10 dicembre 2019
Aggiornato 23:00

Silvio Berlusconi pronto a tornare in campo: «Salvini continuamente sotto scacco dei 5 Stelle»

L'ex premier al Corriere della Sera: «La conseguenza è che il leader della Lega condivide le decisioni sbagliate dei Cinque Stelle assumendosene così la corresponsabilità davanti agli elettori»

Silvio Berlusconi, leader di Forza Italia
Silvio Berlusconi, leader di Forza Italia ANSA

ROMA - «Salvini è una formidabile macchina da comizi, ha un grande dinamismo, prova ad imporsi. Ma è messo continuamente sotto scacco dai grillini sulle principali materie. Non è stato in grado di orientare il governo alla realizzazione di qualche punto del programma di centrodestra, grazie al quale sono stati eletti nei collegi molti suoi parlamentari insieme a quelli di Forza Italia e Fratelli d'Italia. La conseguenza è che Salvini condivide le decisioni sbagliate dei Cinque Stelle assumendosene così la corresponsabilità davanti agli elettori. Questo governo fa male alle imprese, ci fa perdere posti di lavoro, attenta alle nostre libertà e anche dal punto di vista della sicurezza avrei qualcosa da dire...». Così il leader di Forza Italia Silvio Berlusconi al Corriere della Sera.
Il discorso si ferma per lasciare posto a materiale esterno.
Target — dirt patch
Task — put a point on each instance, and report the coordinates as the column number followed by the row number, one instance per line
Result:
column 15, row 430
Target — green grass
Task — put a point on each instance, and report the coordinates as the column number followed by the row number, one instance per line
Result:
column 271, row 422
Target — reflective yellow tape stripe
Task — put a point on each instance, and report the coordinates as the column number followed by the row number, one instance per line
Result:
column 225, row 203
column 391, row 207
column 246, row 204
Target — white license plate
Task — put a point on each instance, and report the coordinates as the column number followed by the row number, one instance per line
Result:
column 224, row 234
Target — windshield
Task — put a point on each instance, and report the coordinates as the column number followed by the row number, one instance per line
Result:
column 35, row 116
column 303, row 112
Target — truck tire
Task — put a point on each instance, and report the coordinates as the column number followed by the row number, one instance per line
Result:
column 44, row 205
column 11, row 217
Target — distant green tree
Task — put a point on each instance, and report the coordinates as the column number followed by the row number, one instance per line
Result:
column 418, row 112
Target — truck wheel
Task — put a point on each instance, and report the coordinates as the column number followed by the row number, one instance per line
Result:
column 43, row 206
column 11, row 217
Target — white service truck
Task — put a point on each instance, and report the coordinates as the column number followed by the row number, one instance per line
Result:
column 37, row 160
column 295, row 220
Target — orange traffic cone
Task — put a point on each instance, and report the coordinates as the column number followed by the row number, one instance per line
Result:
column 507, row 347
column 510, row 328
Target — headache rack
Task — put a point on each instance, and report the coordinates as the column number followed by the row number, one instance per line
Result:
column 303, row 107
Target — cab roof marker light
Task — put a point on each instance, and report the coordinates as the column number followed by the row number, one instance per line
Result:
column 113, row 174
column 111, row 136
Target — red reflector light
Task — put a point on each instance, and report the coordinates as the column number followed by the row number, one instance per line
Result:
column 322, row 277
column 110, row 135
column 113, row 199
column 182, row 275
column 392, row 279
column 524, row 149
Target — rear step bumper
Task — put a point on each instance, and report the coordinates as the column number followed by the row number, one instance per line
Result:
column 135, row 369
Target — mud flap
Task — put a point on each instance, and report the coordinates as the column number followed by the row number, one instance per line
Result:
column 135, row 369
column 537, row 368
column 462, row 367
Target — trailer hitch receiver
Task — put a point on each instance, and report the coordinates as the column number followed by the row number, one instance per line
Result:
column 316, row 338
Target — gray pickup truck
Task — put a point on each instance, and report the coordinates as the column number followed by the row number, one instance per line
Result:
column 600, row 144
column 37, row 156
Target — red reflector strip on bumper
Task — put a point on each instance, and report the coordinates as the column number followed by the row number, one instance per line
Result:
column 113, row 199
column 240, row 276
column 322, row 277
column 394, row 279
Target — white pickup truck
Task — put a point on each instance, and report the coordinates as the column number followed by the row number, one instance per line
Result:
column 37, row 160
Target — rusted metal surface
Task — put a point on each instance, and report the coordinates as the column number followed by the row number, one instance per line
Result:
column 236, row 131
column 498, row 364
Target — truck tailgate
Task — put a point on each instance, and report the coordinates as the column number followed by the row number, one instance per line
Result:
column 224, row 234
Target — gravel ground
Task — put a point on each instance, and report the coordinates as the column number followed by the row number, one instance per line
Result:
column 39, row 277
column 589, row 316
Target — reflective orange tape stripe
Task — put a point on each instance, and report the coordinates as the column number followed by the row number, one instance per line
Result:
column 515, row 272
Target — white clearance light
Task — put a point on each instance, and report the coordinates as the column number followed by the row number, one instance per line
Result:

Il centrodestra sarà il futuro

«Il centrodestra è il presente e sarà anche il futuro. L'abbiamo fondato noi 25 anni fa e lo dimostrano i successi nelle amministrazioni locali e le difficoltà di questo governo. Non esiste un'alternativa credibile al centro-destra che sia anche vincente».

Ppe decisivo per qualsiasi maggioranza

Anche in Europa dove «il Partito popolare europeo deve lasciare l'alleanza con le sinistre e dar vita ad una nuova alleanza con i liberali, i conservatori, i partiti democratici di destra. Siamo riusciti a far eleggere il nostro Tajani a presidente del Parlamento europeo proprio così, senza i voti del Pse. Sono convinto che tanto Salvini quanto Viktor Orbán capiranno il valore di questa alleanza. D'altronde i cosiddetti sovranisti, anche quelli italiani, al Parlamento europeo saranno una forza minore. Da soli non conteranno nulla, non avranno alcun ascolto. Il Ppe invece è decisivo per qualsiasi maggioranza. Dal suo interno lo indurremo a realizzare questo cambiamento. Ne deriva che il solo voto utile per cambiare davvero l'Europa è il voto a Forza Italia. Dobbiamo risultare forti dentro il Ppe».

Ho avuto paura. Ma devo restare in campo

«Sì. Non si deve aver paura di confessare di aver avuto paura - dice Silvio Berlusconi al Corriere della Sera parlando dell'operazione subita - Ma non sarei io se non rispondessi ad un dovere che sento come ineludibile», l'impegno per le Europee con la sua Forza Italia. «Voglio impegnarmi per affrontare il grande pericolo di questa stagione, che preoccupa molti osservatori internazionali: il disegno egemonico della Cina», ha sottolineato l'ex premier, secondo cui «Forza Italia è l'unico presidio del pensiero, della cultura, della politica liberale e dei valori dell'Occidente in Italia. È l'ultimo baluardo della democrazia e della libertà. Continuerà ad essere la casa di milioni di italiani. Il suo futuro sarà come il suo passato: glorioso, caratterizzato dalla capacità di rinnovarsi continuamente pur restando sempre fedele ai propri principi».